Nvidia has faced scrutiny this month because some servers with a whopping 72 Blackwell processors were overheating. The issue arose because some initial OEM deployments were not properly water-cooled, which Lenovo aggressively identified and mitigated with its Neptune warm water-cooling solutions.
As AI advances, we’ll need more highly dense, incredibly powerful AI processors, which suggests that air cooling in server rooms may become obsolete.
Let’s talk about Blackwell, water cooling, and why Lenovo’s Neptune solution stands out at the moment. We’ll close with my Product of the Week: Microsoft’s Windows 365 Link, which could be the missing link between PCs and terminals that could forever change desktop computing.
Blackwell
Blackwell is Nvidia’s premier, AI-focused GPU. When it was announced, it was so far over what most would have thought practical that it almost seemed more like a pipe dream than a solution. But it works, and there is nothing close to its class right now. However, it is massively dense in terms of technology and generates a lot of heat.
Some argue it is a potential ecological disaster. Don’t get me wrong, it does pull a lot of power and generate a tremendous amount of heat. But its performance is so high compared to the kind of load that you’d typically get with more conventional parts that it is relatively economical to run.
It’s like comparing a semi-truck with three trailers to a U-Haul van. Yes, the semi will get comparatively crappy gas mileage, but it will also hold more cargo than 10 U-Haul vans and use a lot less gas than those 10 vans, making it more ecologically friendly. The same is true of Blackwell. It is so far beyond its competition in terms of performance that its relatively high energy use is below what otherwise would be required for a competitive AI server.

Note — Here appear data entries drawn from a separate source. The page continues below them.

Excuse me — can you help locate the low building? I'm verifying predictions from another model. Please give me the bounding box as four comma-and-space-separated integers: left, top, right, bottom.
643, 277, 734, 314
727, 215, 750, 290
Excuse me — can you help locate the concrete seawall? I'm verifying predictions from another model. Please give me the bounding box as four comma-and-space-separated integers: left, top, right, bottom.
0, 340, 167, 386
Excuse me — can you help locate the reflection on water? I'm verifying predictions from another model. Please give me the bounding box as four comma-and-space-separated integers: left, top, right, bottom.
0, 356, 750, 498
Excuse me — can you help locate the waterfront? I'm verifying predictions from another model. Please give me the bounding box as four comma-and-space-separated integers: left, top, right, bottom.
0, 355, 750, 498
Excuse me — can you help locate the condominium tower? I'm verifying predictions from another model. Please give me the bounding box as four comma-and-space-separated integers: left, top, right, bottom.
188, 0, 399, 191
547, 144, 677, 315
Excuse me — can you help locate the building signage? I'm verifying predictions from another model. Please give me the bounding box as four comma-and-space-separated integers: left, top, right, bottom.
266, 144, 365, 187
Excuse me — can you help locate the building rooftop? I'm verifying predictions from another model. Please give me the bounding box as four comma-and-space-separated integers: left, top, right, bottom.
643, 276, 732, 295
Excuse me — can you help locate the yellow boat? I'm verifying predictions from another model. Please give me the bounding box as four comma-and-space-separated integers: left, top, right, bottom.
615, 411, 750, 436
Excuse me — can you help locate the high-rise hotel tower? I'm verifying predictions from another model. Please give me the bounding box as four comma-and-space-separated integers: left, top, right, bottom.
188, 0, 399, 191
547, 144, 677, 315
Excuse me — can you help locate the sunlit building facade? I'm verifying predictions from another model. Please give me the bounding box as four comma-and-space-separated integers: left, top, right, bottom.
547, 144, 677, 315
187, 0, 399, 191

But Blackwell chips do run hot, and most servers today are air-cooled. So, it shouldn’t be surprising that some Blackwell servers were configured with air cooling and those with 72 or more Blackwell processors on a rack overheated. While 72 Blackwells in a rack is unusual today, as AI advances, it will become more common, given Nvidia is currently the king of AI.
You can only go so far with air-cooled technology in terms of performance before you have to move to liquid cooling. While Nvidia did respond to this issue with a water-cooled rack specification that Dell is now using, Lenovo was way ahead of the curve with its Neptune water-cooling solution.
Lenovo Neptune
Lenovo was the first to realize this, mainly because it is currently the market leader in its class in terms of water cooling — a technology initially acquired from IBM, which has been doing water cooling for decades.
What is important with water cooling isn’t just the technology but the knowledge of how to deploy it safely. Mixing water and high-amperage electronics can be a disaster if you don’t know what you’re doing. As a result of the IBM server acquisition, Lenovo has decades of water cooling experience that it calls Neptune.
Given Nvidia has specified a water-cooled rack, what makes Neptune better? The answer is experience. Most that will use the Nvidia-specified solution, including Nvidia, don’t often deploy water-cooled solutions. As a result, particularly with these high-end Blackwell implementations, they’ll essentially be learning on the job.
It can be really dangerous when you mix water with high-amperage electronics. Water and electricity don’t mix. Not only can a leak fry an expensive part or even an entire rack, but if a person is present, it can fry them, too, if the breakers don’t set in. In a raised-floor environment, unless it has been designed with leaks in mind, terrible things can happen.
I observed this myself decades ago when I was at IBM, and it turned out they hadn’t stress-tested the water-cooling system for our massive (for the time) data center. The site lost a transformer that shut off the water-cooling system, which hadn’t been stress-tested for a sudden stop. The pipes burst, and the data center became a dangerous swimming pool. Most of the hardware, costing hundreds of millions of dollars, was lost, and the building was flooded, doing additional damage.
Through experiences like this, IBM became the leading OEM for safe water cooling, and Lenovo acquired that knowledge and experience when it bought the IBM x86 server group. Now, Lenovo, along with IBM, knows how to do water cooling better than most, which means that you can rest assured that a Lenovo Blackwell server won’t overheat or suddenly begin to leak.
Plus, Lenovo’s expertise is in warm water cooling, a far safer and far less expensive way to cool servers than cold water cooling, which requires huge, inefficient evaporators or chillers.
Implementing this technology is no trivial task. Unlike automobiles or PCs that are water-cooled, servers have to have hot swapping capabilities, which means you need exceptional and highly tested drip-free connections, aggressive alerting, preventive maintenance schedules based on past knowledge of components, and technicians experienced with working with this level of water-cooling tech.
Wrapping Up: A Future of Warm-Water-Cooled Data Centers
Blackwell is only the first of these incredibly powerful processors to hit the market because as AI pushes the envelope, Nvidia’s competitors will also have to push into something similar, suggesting all servers may eventually need to be warm water cooled.
That positions Lenovo nicely for a water-cooled future regardless of the technology while Lenovo’s competitors try to catch up. One benefit I expect techs to look forward to is the reduction in data center noise. The amount of air you have to push through air-cooled servers is massive and turns today’s data centers into a noise nightmare.
As warm-water cooling moves into the market more aggressively, these data centers will quiet down, making them far more pleasant places to work. That will make many of us who have to work in them very happy.